Let $L:C_{0}(\mathbb{R}) \supseteq D(L) \rightarrow C_{0}(\mathbb{R})$ be the generator of the standard one dimensional Brownian motion.
I calculated that $\{f \in C_{0}(\mathbb{R}):f'' \in C_{0}(\mathbb{R})\} \subseteq D(L)$ holds and that $Lf=\frac{1}{2}f''$ on this subset. But how can I show that $\{f \in C_{0}(\mathbb{R}):f'' \in C_{0}(\mathbb{R})\} = D(L)$ holds?

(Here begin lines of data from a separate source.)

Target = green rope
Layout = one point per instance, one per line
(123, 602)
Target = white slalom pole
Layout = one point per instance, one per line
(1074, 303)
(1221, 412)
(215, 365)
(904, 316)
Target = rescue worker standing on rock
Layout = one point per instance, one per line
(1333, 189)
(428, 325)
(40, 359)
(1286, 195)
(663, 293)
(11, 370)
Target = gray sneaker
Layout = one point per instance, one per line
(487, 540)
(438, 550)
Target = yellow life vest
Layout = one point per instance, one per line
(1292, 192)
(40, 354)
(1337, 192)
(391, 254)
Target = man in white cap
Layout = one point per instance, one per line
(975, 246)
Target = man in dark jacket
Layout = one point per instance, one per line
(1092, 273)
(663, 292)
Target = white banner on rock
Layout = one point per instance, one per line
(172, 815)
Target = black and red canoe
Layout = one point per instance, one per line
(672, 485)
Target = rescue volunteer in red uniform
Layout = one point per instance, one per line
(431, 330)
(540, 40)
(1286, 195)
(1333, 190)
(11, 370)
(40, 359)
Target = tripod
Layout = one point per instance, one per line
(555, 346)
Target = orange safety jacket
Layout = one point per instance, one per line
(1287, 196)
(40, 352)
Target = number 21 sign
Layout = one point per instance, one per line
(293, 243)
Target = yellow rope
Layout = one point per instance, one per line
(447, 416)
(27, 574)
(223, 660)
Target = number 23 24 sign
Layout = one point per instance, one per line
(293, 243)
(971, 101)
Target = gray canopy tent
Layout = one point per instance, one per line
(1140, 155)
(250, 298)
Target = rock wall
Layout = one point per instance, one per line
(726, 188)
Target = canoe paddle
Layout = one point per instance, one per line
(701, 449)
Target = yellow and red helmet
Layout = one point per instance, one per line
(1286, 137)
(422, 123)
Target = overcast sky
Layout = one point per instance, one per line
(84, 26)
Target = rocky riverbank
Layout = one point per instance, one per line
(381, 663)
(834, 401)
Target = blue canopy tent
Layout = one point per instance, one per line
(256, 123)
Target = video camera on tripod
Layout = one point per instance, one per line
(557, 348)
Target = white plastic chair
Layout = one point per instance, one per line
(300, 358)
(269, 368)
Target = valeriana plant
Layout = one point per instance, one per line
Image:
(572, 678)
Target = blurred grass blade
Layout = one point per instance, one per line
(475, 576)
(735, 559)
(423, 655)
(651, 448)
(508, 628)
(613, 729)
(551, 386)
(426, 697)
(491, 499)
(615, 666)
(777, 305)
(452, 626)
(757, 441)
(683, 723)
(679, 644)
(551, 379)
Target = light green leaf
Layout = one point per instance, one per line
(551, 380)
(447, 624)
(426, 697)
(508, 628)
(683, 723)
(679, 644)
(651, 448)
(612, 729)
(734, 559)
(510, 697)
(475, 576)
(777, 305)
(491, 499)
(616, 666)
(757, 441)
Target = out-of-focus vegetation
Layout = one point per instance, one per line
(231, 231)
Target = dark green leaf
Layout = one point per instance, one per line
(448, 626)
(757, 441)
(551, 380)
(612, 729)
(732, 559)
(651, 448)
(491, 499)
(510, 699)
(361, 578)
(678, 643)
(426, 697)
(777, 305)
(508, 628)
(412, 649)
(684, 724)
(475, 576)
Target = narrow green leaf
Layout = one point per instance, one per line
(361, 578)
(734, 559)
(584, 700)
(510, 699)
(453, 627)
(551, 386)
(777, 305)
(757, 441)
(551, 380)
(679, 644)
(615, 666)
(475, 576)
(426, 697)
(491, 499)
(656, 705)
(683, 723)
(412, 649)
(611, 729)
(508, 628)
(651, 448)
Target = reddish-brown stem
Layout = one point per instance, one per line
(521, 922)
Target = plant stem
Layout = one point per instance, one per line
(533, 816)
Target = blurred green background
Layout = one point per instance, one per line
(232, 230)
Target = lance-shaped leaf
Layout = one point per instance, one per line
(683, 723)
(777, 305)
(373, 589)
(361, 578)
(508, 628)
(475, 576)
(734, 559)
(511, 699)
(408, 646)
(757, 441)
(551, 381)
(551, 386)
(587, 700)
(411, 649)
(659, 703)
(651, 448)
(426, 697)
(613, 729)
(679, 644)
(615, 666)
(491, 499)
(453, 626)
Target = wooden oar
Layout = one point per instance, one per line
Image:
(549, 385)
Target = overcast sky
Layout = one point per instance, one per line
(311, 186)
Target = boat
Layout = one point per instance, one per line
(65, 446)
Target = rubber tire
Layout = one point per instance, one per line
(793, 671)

I would be really grateful for some hints or a solution.
A mantra: "The domain of the generator is the range of the resolvent".
For standard Brownian motion the ($\alpha$-)resolvent is the integral operator $$ U^\alpha g(x):=\int_{\Bbb R} {1\over \sqrt{2\alpha}}e^{-\sqrt{2\alpha}|y-x|} g(y) dy \quad x\in\Bbb R. $$ (Here $\alpha>0$.)
It's not too hard to check that $D(L)=U^\alpha(C_0(\Bbb R))\subset \{f\in C_0(\Bbb R): f''\in C_0(\Bbb R)\}$.